Cancer Research Center of Hawaii , University of Hawaii , Honolulu , HI 96813 , USA . firstname.lastname@example.org
Animal source foods can provide a variety of micronutrients that are difficult to obtain in adequate quantities from plant source foods alone. In the 1980s, the Nutrition Collaborative Research Support Program identified six micronutrients that were particularly low in the primarily vegetarian diets of schoolchildren in rural Egypt , Kenya and Mexico : vitamin A, vitamin B-12, riboflavin, calcium, iron and zinc. Negative health outcomes associated with inadequate intake of these nutrients include anemia, poor growth, rickets, impaired cognitive performance, blindness, neuromuscular deficits and eventually, death. Animal source foods are particularly rich sources of all six of these nutrients, and relatively small amounts of these foods, added to a vegetarian diet, can substantially increase nutrient adequacy. Snacks designed for Kenyan schoolchildren provided more nutrients when animal and plant foods were combined. A snack that provided only 20% of a child's energy requirement could provide 38% of the calcium, 83% of the vitamin B-12 and 82% of the riboflavin requirements if milk was included.

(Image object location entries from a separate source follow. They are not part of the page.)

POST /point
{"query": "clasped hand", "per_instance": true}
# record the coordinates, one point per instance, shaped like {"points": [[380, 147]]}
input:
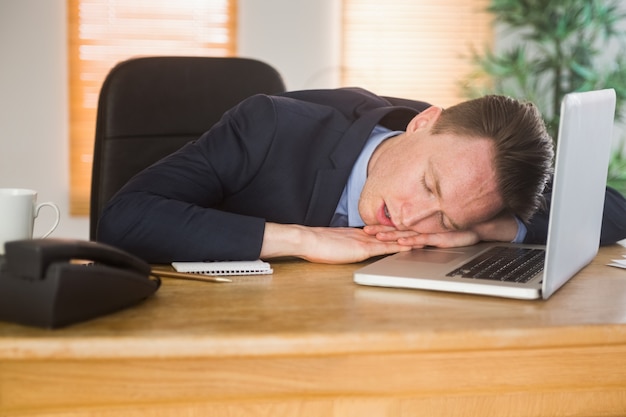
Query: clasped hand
{"points": [[347, 245]]}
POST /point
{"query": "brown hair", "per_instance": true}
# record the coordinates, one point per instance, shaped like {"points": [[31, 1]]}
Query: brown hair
{"points": [[524, 150]]}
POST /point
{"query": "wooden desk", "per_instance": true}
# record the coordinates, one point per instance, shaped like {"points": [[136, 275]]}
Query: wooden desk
{"points": [[309, 342]]}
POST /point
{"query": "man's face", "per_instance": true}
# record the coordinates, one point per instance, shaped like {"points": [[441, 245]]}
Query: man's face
{"points": [[430, 184]]}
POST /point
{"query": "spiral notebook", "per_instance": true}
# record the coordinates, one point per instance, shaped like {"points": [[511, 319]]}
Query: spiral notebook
{"points": [[256, 267]]}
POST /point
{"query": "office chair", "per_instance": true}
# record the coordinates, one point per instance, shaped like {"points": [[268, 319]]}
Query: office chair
{"points": [[150, 107]]}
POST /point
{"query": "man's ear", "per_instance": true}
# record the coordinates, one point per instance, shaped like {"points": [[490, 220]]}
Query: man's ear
{"points": [[425, 119]]}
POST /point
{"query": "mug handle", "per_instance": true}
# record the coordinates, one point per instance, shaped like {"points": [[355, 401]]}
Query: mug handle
{"points": [[58, 216]]}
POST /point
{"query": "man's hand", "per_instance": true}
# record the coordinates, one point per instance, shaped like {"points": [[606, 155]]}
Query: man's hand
{"points": [[324, 244], [502, 228]]}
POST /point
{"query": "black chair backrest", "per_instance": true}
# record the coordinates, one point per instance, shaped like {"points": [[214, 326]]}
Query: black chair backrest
{"points": [[150, 107]]}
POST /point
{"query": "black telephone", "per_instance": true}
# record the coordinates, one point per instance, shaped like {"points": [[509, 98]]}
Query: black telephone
{"points": [[56, 282]]}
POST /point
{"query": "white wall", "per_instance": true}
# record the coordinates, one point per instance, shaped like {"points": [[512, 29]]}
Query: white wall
{"points": [[299, 38]]}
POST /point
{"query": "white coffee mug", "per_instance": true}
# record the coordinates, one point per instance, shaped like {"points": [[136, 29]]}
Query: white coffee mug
{"points": [[18, 210]]}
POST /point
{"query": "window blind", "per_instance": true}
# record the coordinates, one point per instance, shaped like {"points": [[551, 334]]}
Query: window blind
{"points": [[412, 48], [102, 33]]}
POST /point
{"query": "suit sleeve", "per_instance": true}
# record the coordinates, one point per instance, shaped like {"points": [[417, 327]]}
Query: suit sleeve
{"points": [[613, 220], [170, 211]]}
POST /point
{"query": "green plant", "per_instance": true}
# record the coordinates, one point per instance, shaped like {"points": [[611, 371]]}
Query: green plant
{"points": [[548, 48]]}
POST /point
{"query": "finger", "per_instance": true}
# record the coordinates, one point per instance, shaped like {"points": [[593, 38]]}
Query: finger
{"points": [[377, 228]]}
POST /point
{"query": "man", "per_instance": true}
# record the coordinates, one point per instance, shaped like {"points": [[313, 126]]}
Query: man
{"points": [[271, 177]]}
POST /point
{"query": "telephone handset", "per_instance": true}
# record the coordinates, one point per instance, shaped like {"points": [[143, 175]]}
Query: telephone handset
{"points": [[56, 282]]}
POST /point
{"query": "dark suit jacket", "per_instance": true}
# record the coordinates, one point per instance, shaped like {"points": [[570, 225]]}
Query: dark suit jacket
{"points": [[283, 159]]}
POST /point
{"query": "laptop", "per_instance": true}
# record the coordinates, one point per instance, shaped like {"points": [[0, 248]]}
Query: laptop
{"points": [[530, 271]]}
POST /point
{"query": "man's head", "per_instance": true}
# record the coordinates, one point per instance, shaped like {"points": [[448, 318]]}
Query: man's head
{"points": [[523, 149], [457, 167]]}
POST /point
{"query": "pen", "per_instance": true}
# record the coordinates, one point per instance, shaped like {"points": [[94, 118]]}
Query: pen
{"points": [[181, 275]]}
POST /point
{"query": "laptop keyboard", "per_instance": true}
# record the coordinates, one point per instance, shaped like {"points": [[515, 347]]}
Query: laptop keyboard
{"points": [[504, 263]]}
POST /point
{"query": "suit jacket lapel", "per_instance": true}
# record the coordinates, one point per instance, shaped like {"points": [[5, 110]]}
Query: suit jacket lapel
{"points": [[329, 183]]}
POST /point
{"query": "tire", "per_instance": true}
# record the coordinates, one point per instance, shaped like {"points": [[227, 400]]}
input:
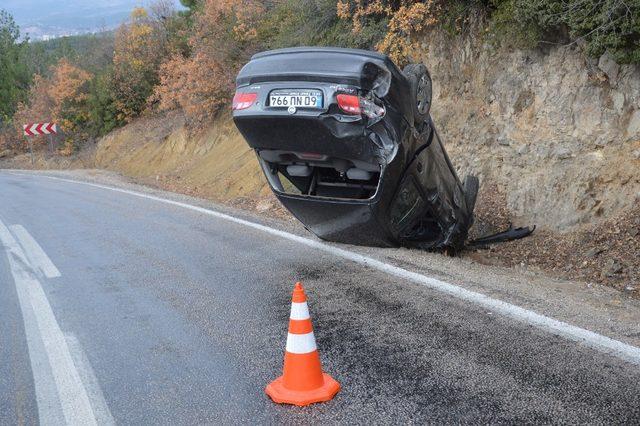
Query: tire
{"points": [[421, 91]]}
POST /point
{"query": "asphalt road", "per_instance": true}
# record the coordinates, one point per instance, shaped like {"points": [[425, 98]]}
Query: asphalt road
{"points": [[120, 308]]}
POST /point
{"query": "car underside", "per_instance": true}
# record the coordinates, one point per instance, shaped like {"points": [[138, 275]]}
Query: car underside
{"points": [[347, 145]]}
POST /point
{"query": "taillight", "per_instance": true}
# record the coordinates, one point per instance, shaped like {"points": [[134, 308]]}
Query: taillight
{"points": [[243, 100], [349, 103], [354, 104]]}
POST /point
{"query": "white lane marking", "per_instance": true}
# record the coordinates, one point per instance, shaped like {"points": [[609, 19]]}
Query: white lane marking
{"points": [[299, 311], [91, 384], [588, 338], [301, 343], [34, 252], [71, 394]]}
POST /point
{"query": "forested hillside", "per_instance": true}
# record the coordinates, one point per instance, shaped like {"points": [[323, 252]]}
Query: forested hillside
{"points": [[162, 59]]}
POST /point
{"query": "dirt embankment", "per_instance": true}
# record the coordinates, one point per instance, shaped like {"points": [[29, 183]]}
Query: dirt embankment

A similar snack that included ground beef rather than milk provided 86% of the zinc and 106% of the vitamin B-12 requirements, as well as 26% of the iron requirement. Food guides usually recommend several daily servings from animal source food groups (dairy products and meat or meat alternatives). An index that estimates nutrient adequacy based on adherence to such food guide recommendations may provide a useful method of quickly evaluating dietary quality in both developing and developed countries.